The president gave Rappaport a full briefing. No half-truths. No withheld information. Afterward, there was only silence from the man. Allaire wondered if their connection had dropped.
“You still with me?” he asked.
“I am, Mr. President. I’m at your disposal and ready to do whatever is necessary.” There was a force behind his words, a confidence that was actually startling to Allaire. “What’s next?”
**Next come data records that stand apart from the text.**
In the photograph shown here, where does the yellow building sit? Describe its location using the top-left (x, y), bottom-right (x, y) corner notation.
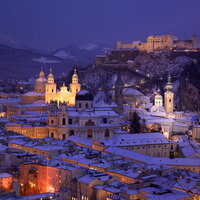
top-left (5, 123), bottom-right (48, 138)
top-left (45, 68), bottom-right (81, 106)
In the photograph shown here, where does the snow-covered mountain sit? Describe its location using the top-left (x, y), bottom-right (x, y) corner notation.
top-left (53, 43), bottom-right (113, 65)
top-left (0, 33), bottom-right (49, 54)
top-left (0, 44), bottom-right (75, 79)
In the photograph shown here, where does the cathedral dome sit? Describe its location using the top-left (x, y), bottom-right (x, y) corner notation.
top-left (35, 77), bottom-right (47, 85)
top-left (35, 70), bottom-right (47, 85)
top-left (155, 93), bottom-right (163, 99)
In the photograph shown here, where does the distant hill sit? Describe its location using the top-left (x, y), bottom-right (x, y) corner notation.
top-left (0, 44), bottom-right (76, 79)
top-left (0, 41), bottom-right (112, 79)
top-left (52, 43), bottom-right (112, 66)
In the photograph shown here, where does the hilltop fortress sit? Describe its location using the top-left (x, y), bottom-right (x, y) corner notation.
top-left (117, 34), bottom-right (199, 52)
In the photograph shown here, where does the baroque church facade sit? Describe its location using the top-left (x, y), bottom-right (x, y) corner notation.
top-left (22, 68), bottom-right (81, 106)
top-left (47, 91), bottom-right (120, 140)
top-left (45, 68), bottom-right (81, 106)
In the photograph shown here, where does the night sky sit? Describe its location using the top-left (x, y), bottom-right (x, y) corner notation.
top-left (0, 0), bottom-right (200, 50)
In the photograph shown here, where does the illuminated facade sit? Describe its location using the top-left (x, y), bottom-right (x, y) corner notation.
top-left (48, 91), bottom-right (120, 140)
top-left (154, 89), bottom-right (163, 107)
top-left (45, 68), bottom-right (81, 106)
top-left (117, 34), bottom-right (199, 52)
top-left (0, 173), bottom-right (12, 193)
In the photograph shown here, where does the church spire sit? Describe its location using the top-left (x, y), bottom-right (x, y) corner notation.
top-left (47, 67), bottom-right (54, 84)
top-left (115, 72), bottom-right (123, 86)
top-left (72, 67), bottom-right (78, 84)
top-left (165, 74), bottom-right (173, 91)
top-left (39, 66), bottom-right (45, 78)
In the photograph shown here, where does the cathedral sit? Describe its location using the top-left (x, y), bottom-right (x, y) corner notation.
top-left (22, 68), bottom-right (81, 106)
top-left (45, 68), bottom-right (81, 106)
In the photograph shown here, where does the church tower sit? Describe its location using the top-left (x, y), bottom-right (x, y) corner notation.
top-left (115, 72), bottom-right (124, 114)
top-left (69, 68), bottom-right (81, 94)
top-left (154, 89), bottom-right (163, 107)
top-left (45, 68), bottom-right (57, 103)
top-left (164, 75), bottom-right (174, 114)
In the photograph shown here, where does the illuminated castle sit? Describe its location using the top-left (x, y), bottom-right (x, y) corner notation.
top-left (45, 68), bottom-right (81, 106)
top-left (117, 34), bottom-right (199, 52)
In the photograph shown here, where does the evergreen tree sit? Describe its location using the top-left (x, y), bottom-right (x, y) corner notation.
top-left (129, 111), bottom-right (141, 133)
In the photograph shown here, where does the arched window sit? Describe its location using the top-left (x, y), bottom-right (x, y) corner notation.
top-left (52, 89), bottom-right (54, 92)
top-left (86, 103), bottom-right (88, 109)
top-left (62, 134), bottom-right (66, 140)
top-left (169, 99), bottom-right (171, 102)
top-left (69, 130), bottom-right (74, 136)
top-left (87, 129), bottom-right (93, 139)
top-left (50, 120), bottom-right (54, 125)
top-left (50, 132), bottom-right (54, 138)
top-left (104, 129), bottom-right (110, 138)
top-left (85, 119), bottom-right (95, 126)
top-left (62, 118), bottom-right (66, 125)
top-left (79, 103), bottom-right (81, 108)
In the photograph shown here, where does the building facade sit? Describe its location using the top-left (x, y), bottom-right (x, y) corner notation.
top-left (45, 68), bottom-right (81, 106)
top-left (117, 34), bottom-right (199, 52)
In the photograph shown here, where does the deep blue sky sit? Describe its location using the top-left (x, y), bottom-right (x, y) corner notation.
top-left (0, 0), bottom-right (200, 50)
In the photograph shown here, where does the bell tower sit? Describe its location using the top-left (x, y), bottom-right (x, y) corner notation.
top-left (69, 68), bottom-right (81, 94)
top-left (45, 68), bottom-right (57, 103)
top-left (115, 72), bottom-right (124, 114)
top-left (164, 75), bottom-right (174, 114)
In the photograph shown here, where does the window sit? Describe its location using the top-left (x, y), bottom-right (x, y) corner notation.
top-left (87, 129), bottom-right (93, 139)
top-left (68, 118), bottom-right (72, 124)
top-left (50, 120), bottom-right (54, 125)
top-left (169, 99), bottom-right (171, 102)
top-left (103, 117), bottom-right (107, 124)
top-left (62, 134), bottom-right (66, 140)
top-left (69, 130), bottom-right (74, 136)
top-left (86, 103), bottom-right (88, 109)
top-left (79, 103), bottom-right (81, 108)
top-left (104, 129), bottom-right (110, 138)
top-left (62, 118), bottom-right (66, 125)
top-left (52, 89), bottom-right (54, 92)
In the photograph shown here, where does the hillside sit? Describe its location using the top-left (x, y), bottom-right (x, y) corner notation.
top-left (0, 42), bottom-right (112, 79)
top-left (0, 44), bottom-right (75, 79)
top-left (81, 50), bottom-right (200, 111)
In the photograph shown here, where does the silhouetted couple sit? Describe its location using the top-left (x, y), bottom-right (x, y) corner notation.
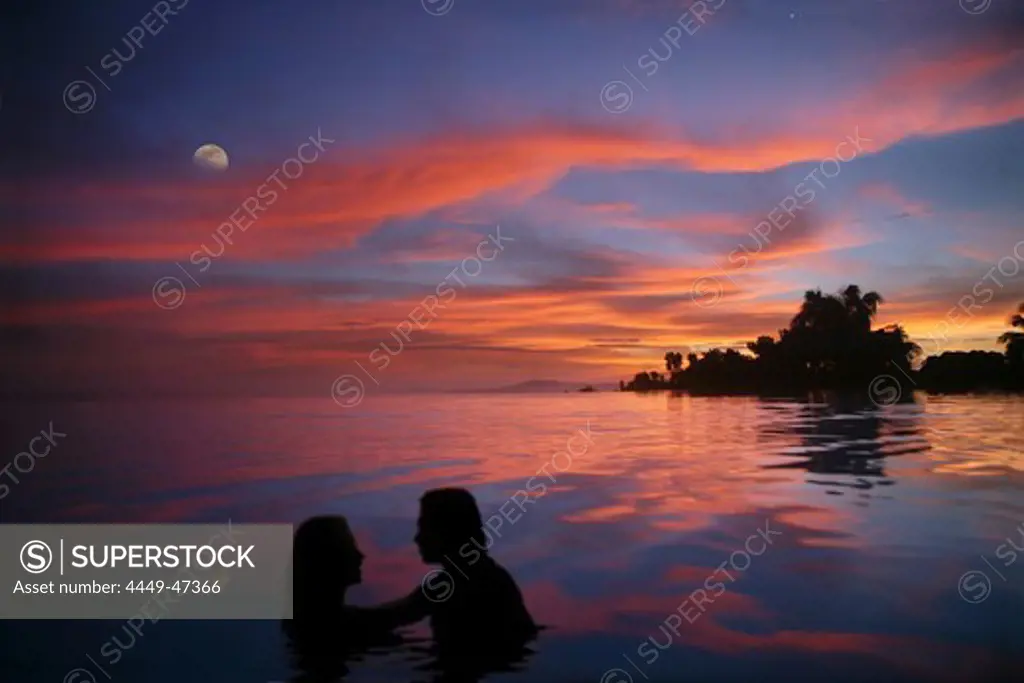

The president cleared his throat.
“Dr. Townsend will devise a test to evaluate my mental function—to assess if my will or intellect have in any way become compromised.”
“How long?”
“Given my level of exposure, two weeks. Maybe more, maybe less.”
“What are you suggesting we do, sir?”
“After the Kennedy assassination, Lyndon Johnson was sworn in aboard Air Force One. When it’s time, we’ll send transportation out to bring you to the White House.”
“When it’s time?”
“When my physician says so, and assuming no one ahead of you is in shape to succeed me, you will take the presidential oath of office.”
“My God. That is quite a lot to absorb, Mr. President.”
“A man does what he must—in spite of personal consequences, in spite of obstacles and dangers and pressures—and that is the basis of all human morality.”
“John F. Kennedy.”
“Very good, my friend. Let’s hope your moment doesn’t come, but if it does, I trust you to do what is right and just.”
“Thank you for your confidence.”
“What’s your security situation there, Paul?”
“I have two Secret Service agents with me and my family. That’s all.”
“Not good enough,” Allaire said. “You have twenty-four hours to get your family settled and safe. By then I want your home secured as if it were the White House. Biometric scanners. Infrared perimeter alarms. Video surveillance, the works. I’ll get Gary Salitas to work on that for you. We’ll send a detachment of Secret Service agents out there ASAP.”
“No need for the security measures, Mr. President,” Rappaport said. “Except for the Secret Service protection. Through my office of Homeland Security I have access to the best systems professionals in the world. I’ll phone Roger Corum. He’s the CEO of Staghorn Security and has connections to all the major players in the industry. He’s already an approved vendor, and he’s done a lot of work for us.”
“Very well. Good luck, Paul. We’ll be back in touch soon.”
“Yes, Mr. President. And sir?”
“Yes?”
“If the time does come, I promise I’ll be a great president.”